デートに部活動の事情を持ち込んだカレシに対して、環は怒っているのだろうか。環を怒らせることができたのなら快挙である。なにせ、彼女が怒ったところを怜は見たことがない。とはいえ別段褒められるようなことでもない。気遣わしげに環の横顔を見ていると、怒りモードに入って五分ほどした頃か、ふふっという小さな笑い声が怜の耳を軽やかに打った。
「ごめんなさい、やっぱりわたしには無理みたい。スミちゃんがね、ちょっと拗ねてみせると男の子って優しくしてくれるっていうから。つい魔が差して」
環はぺろっと舌を出した。
全くロクでもない話である。とはいえ、そもそもは自分が悪いので、怜は環を責めることもできなかった。
いつの間にか、怜の心から角が取れていた。環と歩いているうちに水に洗われた石のごとく心が丸みを帯びてまた同時に爽やかな心持ちになっていた。
「何かあったんでしょう?」
唐突に環が言った。
穏やかではあるが確信を秘めた声で、怜はうなずかざるを得なかった。
「頼むから、『悩み事をしてるときレイくんは頬を掻く癖があるのよ』とか何とか言ってくれないか」
怜は藁をもつかむ気持ちで言ったが、環は、
「普段どおりにしようって思ってるんだろうけど、レイくんのことはわたしには何となく分かるの。諦めてください」
さらりと言ってのけて、カレシを絶望の淵に突き落とした。
不公平である。怜には環のことはさっぱり分からない。
「生きるとはその不公平に耐えることです」
「分かったよ、叔母さん」
「今、何て?」
「尊敬する叔母がいるんだ。口調がそっくりだったんでつい」
「もう一度言ったら、今度は晴れた日に日傘で相合傘してもらうから」
怜は口を閉ざした。何があったか説明する気はなかった。
霧のような雨が路面を、草木を、家々を打って優しい音を奏でていた。
傘の中には二人だけしかいなかった。
わたしね、とおもむろに口を開いた環の言葉は、雨音に吸い込まれるほどかすかだった。
「もし叶うなら、レイくんの世界の光になりたい。あなたを導く光に」
さわさわという雨の音を縫って聞こえてきたのは透明な声だった。
環はまっすぐに前を見ていた。横目で窺うようなことさえしていない。
怜ははっとするものを覚えた。環は自分の言葉を受け止めて欲しいとは思っていない。彼女はその言葉でもって相手を全力でたたき斬ろうとする。そうして、もし相手が易々と斬られるような間抜けであれば、もはや一顧だにしないに違いない。その厳しさは同時に環の覚悟を示していた。もし相手を斬ってしまったら、次には刃先を己の体に向けるに違いない。そういう覚悟をもった言葉だからこそ、どこまでも鋭く胸に響くのだった。

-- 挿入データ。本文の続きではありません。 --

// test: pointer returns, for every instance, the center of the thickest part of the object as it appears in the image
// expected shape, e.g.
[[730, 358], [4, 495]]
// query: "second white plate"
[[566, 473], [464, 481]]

その響きが綺麗にこだまする中で、怜は自分を認めてくれる存在が確かにここにいるということをはっきりと認めた。そして、それは環だけでなく、例えば鈴音もそうだろう。賢も太一も俊もそうだと思う。自分以外に自分のことを認めてくれる人間がいるということはこの上なく幸福なことである。それに比べれば、些かの不運などどうということもない。
「ありがとう」
怜が真情からの声を出すと、そこでようやく環の顔がこちらを向いた。
その瞳はまるで怜だけを見ているかのようだった。